1. Choose A Name For Your PLLC
The name of your organization should be distinct from others. You should conduct a ‘state name search’ to ensure that your name isn’t too similar to other business within the same industry before proceeding to the next step.
In addition, there should be PLLC or P.L.L.C appended at the end of the name, and it cannot be misleading or contain vulgar language.
2. Appoint A Registered Agent
Business enterprises must appoint a registered agent or statutory agent in every state. A person or firm designated as your company's registered agent will send and receive legal documents on your behalf for things like court filings, official notices, lawsuits, and more.
Failure to comply with these things could result in losing PLLC status for your company, so be very diligent when choosing a registered agent.
3. Obtain PLLC Company License
The professional license, which the state licensing board for your profession will issue, is the most crucial license for PLLCs. Each member of the PLLC must hold a valid license to practice the profession of said company.
You may need to apply for extra company licenses or zoning permission however, this varies by state. So, check your states licensing requirements to make sure you have everything you need before moving on to the next step.
4. File Articles Of Incorporation
You must file your company’s articles of incorporation with the secretary of state, which can be done online for quick processing. PLLCs may utilize a somewhat different form for their articles of formation than standard LLCs do. The articles will be reviewed and approved by the licensing body for your profession, which will result in the state formally authorizing them. A copy will be given to you to keep with other company records.
5. Create An Operational Contract
In a few states, LLCs and PLLCs are required to create an operating agreement. Even though it's not necessary in your state, it's a good idea to have one, particularly if your PLLC has numerous owners.
The operating agreement serves as a guide for your PLLC's daily activities and lists each owner's contributions to the company and portion of profits. It ensures that everyone within the organization is aware of their responsibilities and the standards they are to be held to.
6. Pay PLLC Taxes And Submit Yearly Report
PLLCs are pass-through entities for federal and state tax purposes, just like regular LLCs. As a result, each owner will be responsible for paying personal income taxes on their respective portions of the company's profits. Federal income taxes won't be paid by the LLC itself.
The LLC also has the option of choosing to be taxed as a corporation or to pay corporate taxes on its earnings. Depending on the company's earnings, several states impose an annual franchise tax or gross receipts tax on PLLCs. For PLLCs with employees, payroll tax requirements exist as well. Lastly, a few jurisdictions demand that PLLCs submit an annual report each year with their current address and registered agent information.
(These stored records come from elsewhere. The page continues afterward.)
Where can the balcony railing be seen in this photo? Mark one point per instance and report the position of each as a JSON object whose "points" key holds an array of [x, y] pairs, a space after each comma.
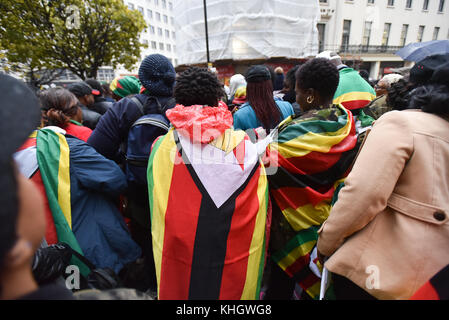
{"points": [[358, 49]]}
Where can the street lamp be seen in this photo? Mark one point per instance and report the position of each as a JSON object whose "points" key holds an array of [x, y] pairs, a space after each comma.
{"points": [[207, 32]]}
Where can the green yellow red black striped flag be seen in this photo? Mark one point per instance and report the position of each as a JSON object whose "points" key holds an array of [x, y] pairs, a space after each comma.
{"points": [[208, 205], [314, 154], [53, 157], [353, 91]]}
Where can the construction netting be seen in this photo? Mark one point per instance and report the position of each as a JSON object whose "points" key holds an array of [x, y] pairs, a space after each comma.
{"points": [[246, 29]]}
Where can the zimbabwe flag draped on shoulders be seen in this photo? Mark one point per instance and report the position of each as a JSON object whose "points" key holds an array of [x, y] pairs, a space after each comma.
{"points": [[314, 154], [45, 159], [208, 201]]}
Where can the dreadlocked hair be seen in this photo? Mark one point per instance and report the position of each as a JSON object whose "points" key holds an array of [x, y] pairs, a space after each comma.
{"points": [[198, 86], [260, 97], [58, 106]]}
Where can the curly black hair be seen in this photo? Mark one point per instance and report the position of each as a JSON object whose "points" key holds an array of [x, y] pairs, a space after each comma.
{"points": [[398, 97], [319, 74], [198, 86]]}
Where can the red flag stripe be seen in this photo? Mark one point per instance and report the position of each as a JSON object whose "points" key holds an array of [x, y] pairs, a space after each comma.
{"points": [[180, 228], [291, 197], [239, 241]]}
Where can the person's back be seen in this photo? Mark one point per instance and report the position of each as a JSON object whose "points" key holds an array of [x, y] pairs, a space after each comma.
{"points": [[261, 110], [208, 200], [88, 183], [403, 154]]}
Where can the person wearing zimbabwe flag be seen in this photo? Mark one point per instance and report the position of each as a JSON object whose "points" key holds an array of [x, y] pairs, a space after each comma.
{"points": [[208, 197], [314, 153], [78, 185]]}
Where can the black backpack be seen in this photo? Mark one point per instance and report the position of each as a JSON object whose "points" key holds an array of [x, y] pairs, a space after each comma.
{"points": [[141, 136]]}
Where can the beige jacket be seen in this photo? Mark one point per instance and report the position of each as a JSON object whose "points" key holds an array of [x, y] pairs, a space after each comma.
{"points": [[389, 230]]}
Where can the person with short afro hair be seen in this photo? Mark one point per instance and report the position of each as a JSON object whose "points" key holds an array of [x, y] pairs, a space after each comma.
{"points": [[208, 198], [314, 152], [320, 78], [198, 86]]}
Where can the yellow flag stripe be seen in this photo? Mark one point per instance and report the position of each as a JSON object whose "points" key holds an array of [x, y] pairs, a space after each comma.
{"points": [[304, 217], [350, 96], [319, 142], [163, 163], [295, 254], [64, 179], [256, 247]]}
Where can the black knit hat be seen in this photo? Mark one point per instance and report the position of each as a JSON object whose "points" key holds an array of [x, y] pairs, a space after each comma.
{"points": [[422, 71], [258, 73], [81, 89], [19, 116], [441, 75], [157, 75]]}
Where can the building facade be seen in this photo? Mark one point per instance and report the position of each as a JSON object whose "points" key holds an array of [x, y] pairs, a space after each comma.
{"points": [[369, 32], [160, 34]]}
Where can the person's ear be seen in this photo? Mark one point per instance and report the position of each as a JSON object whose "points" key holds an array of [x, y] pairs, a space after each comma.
{"points": [[21, 254]]}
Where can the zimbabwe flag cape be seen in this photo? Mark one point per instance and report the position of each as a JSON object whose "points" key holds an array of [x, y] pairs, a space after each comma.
{"points": [[51, 152], [208, 205], [353, 91], [314, 153]]}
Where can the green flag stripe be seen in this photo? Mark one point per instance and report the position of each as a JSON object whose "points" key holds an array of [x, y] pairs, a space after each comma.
{"points": [[48, 154], [150, 174], [318, 126], [300, 238]]}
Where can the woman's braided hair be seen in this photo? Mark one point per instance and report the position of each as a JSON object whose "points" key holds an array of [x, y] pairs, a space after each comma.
{"points": [[58, 105]]}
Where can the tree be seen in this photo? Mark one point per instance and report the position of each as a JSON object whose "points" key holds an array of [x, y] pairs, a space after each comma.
{"points": [[80, 35]]}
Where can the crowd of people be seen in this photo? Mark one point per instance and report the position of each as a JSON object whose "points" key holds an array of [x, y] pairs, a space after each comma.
{"points": [[174, 186]]}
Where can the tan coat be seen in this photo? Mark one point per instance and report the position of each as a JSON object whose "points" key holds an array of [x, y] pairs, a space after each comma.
{"points": [[389, 230]]}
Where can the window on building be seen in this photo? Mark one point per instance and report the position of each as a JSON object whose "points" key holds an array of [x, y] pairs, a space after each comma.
{"points": [[141, 10], [386, 34], [367, 33], [346, 34], [436, 31], [321, 28], [404, 34], [420, 33]]}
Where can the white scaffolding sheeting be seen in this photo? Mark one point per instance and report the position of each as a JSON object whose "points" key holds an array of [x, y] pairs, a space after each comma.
{"points": [[246, 29]]}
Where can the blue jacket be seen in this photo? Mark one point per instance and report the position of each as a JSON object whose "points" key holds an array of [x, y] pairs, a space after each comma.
{"points": [[96, 222], [245, 118], [114, 125]]}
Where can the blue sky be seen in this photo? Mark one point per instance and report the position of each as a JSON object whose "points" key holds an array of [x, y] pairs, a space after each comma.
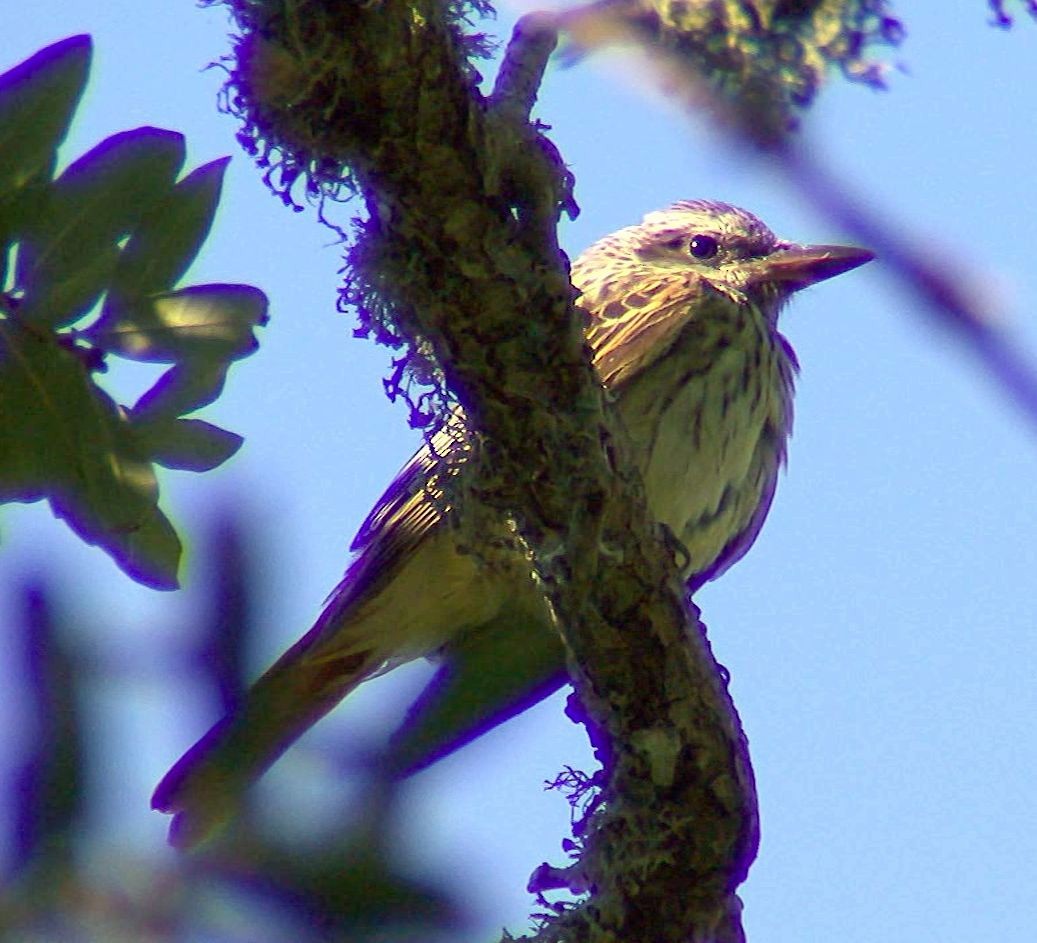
{"points": [[880, 634]]}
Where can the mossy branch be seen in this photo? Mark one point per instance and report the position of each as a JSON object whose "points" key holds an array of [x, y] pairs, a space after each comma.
{"points": [[458, 255]]}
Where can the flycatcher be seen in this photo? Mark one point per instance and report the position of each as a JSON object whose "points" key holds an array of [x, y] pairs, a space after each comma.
{"points": [[682, 326]]}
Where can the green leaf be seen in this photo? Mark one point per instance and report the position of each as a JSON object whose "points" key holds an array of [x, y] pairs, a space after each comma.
{"points": [[37, 100], [67, 254], [167, 241], [212, 322], [187, 444], [494, 674], [64, 439], [183, 388]]}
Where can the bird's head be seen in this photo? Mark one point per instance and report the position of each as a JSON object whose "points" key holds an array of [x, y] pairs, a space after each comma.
{"points": [[727, 249]]}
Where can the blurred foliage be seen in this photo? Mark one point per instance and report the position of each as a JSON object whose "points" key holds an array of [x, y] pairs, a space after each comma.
{"points": [[114, 230], [258, 883], [759, 62], [1003, 19]]}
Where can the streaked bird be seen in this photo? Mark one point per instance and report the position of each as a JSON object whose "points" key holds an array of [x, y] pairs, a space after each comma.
{"points": [[682, 325]]}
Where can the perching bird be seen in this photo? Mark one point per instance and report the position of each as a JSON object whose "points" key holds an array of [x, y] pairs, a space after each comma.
{"points": [[682, 325]]}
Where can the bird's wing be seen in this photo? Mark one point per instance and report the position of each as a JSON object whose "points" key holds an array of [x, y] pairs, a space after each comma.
{"points": [[628, 331], [411, 506]]}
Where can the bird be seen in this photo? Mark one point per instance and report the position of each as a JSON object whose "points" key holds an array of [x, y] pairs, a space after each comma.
{"points": [[681, 323]]}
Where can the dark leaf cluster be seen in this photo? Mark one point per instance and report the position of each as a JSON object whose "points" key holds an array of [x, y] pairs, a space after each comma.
{"points": [[89, 264]]}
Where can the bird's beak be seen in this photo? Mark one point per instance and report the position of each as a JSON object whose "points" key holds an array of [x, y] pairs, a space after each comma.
{"points": [[797, 267]]}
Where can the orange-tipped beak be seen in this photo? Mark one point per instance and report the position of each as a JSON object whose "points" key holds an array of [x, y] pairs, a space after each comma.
{"points": [[797, 267]]}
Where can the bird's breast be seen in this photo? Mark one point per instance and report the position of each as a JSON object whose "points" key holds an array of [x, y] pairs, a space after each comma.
{"points": [[710, 419]]}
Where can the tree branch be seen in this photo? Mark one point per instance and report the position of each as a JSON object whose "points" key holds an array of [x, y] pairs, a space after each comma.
{"points": [[463, 195]]}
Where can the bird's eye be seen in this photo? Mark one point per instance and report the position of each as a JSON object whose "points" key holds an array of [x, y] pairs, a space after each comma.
{"points": [[703, 246]]}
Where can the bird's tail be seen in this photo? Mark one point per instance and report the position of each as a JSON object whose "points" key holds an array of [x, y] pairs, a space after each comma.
{"points": [[205, 786]]}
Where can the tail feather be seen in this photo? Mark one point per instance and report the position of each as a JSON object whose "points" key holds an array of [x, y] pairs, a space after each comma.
{"points": [[204, 787]]}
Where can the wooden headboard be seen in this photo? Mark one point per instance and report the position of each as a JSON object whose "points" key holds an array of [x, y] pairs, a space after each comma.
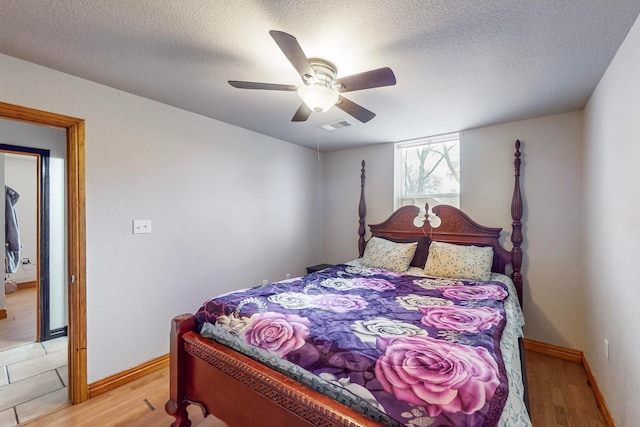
{"points": [[455, 227]]}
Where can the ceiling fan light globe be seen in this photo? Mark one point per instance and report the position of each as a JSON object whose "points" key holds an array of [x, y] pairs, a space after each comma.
{"points": [[318, 97]]}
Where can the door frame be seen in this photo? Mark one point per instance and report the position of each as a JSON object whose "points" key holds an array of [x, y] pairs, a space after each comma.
{"points": [[43, 313], [76, 235]]}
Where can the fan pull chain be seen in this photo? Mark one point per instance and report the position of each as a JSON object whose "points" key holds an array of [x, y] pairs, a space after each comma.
{"points": [[318, 136]]}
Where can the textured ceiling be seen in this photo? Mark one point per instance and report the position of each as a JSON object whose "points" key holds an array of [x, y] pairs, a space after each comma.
{"points": [[459, 64]]}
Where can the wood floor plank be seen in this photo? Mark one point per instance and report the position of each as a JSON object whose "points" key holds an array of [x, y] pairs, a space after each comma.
{"points": [[559, 396]]}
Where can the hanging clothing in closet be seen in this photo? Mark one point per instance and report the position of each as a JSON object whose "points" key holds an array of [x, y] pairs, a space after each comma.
{"points": [[11, 231]]}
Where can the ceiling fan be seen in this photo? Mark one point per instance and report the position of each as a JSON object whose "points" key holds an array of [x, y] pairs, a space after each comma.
{"points": [[321, 89]]}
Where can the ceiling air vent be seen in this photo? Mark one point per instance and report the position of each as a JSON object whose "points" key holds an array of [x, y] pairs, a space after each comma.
{"points": [[336, 125]]}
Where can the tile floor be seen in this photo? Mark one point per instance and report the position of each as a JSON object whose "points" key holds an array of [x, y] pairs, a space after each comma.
{"points": [[33, 380]]}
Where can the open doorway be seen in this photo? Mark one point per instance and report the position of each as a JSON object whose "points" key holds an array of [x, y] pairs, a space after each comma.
{"points": [[75, 237], [33, 337]]}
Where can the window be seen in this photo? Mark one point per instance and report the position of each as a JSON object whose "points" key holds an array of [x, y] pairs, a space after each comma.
{"points": [[428, 171]]}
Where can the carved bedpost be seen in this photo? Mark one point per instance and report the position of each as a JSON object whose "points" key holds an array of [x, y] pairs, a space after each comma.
{"points": [[176, 406], [362, 212], [516, 235]]}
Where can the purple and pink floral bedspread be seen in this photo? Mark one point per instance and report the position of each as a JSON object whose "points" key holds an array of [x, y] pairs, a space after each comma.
{"points": [[424, 351]]}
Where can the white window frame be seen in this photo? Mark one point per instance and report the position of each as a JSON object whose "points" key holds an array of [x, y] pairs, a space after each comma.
{"points": [[400, 199]]}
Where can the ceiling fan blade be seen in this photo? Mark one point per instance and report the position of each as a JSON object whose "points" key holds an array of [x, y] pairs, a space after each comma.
{"points": [[357, 111], [302, 114], [264, 86], [368, 79], [294, 53]]}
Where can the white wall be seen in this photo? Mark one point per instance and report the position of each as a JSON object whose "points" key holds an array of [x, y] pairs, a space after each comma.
{"points": [[612, 231], [551, 185], [229, 208]]}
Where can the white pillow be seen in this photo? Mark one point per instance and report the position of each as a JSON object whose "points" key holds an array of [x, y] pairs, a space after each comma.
{"points": [[459, 261], [382, 253]]}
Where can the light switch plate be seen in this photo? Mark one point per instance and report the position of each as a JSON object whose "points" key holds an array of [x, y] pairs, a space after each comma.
{"points": [[141, 226]]}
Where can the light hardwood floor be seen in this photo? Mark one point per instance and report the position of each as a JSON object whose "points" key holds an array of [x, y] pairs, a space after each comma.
{"points": [[33, 375], [19, 328], [559, 395], [559, 392]]}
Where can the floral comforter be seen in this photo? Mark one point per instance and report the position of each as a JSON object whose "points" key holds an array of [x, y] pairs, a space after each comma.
{"points": [[418, 351]]}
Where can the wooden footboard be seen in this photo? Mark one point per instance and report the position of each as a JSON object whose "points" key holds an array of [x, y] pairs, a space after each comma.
{"points": [[241, 391]]}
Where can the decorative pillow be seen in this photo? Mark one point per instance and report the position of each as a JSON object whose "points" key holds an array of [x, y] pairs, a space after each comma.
{"points": [[459, 261], [382, 253]]}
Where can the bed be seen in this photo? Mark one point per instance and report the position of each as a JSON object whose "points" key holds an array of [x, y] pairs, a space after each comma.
{"points": [[359, 334]]}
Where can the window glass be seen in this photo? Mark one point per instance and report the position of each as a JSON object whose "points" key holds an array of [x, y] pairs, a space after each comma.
{"points": [[428, 171]]}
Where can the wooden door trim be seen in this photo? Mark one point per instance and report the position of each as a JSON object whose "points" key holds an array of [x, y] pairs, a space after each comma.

7. Comply With Any Additional PLLC State And Federal Regulations
Additional state and federal requirements may apply to PLLCs. For instance, PLLCs that are taxed as companies, have numerous owners, or have employees that must apply for an employer identification number (EIN).
Every state, with the exception of Texas, mandates that companies with employees must purchase workers compensation insurance. PLLCs with workers must also pay federal payroll taxes and withhold taxes from employee wages.
It's crucial to treat the company as a separate legal entity after forming a PLLC in order to maintain restricted responsibility for the proprietors. This entails opening a distinct business bank account, obtaining a credit card just for business use, and keeping track of business funds independently of any owners' personal money.
The fact that a PLLC separates the individual from the entity is one of the main justifications for forming one. If a PLLC is established, the person will often not be held personally responsible for the debts of the company, or any legal actions taken against the company.
A PLLC will not always shield you from harm. Even if you form a PLLC, it is a good idea to have malpractice insurance.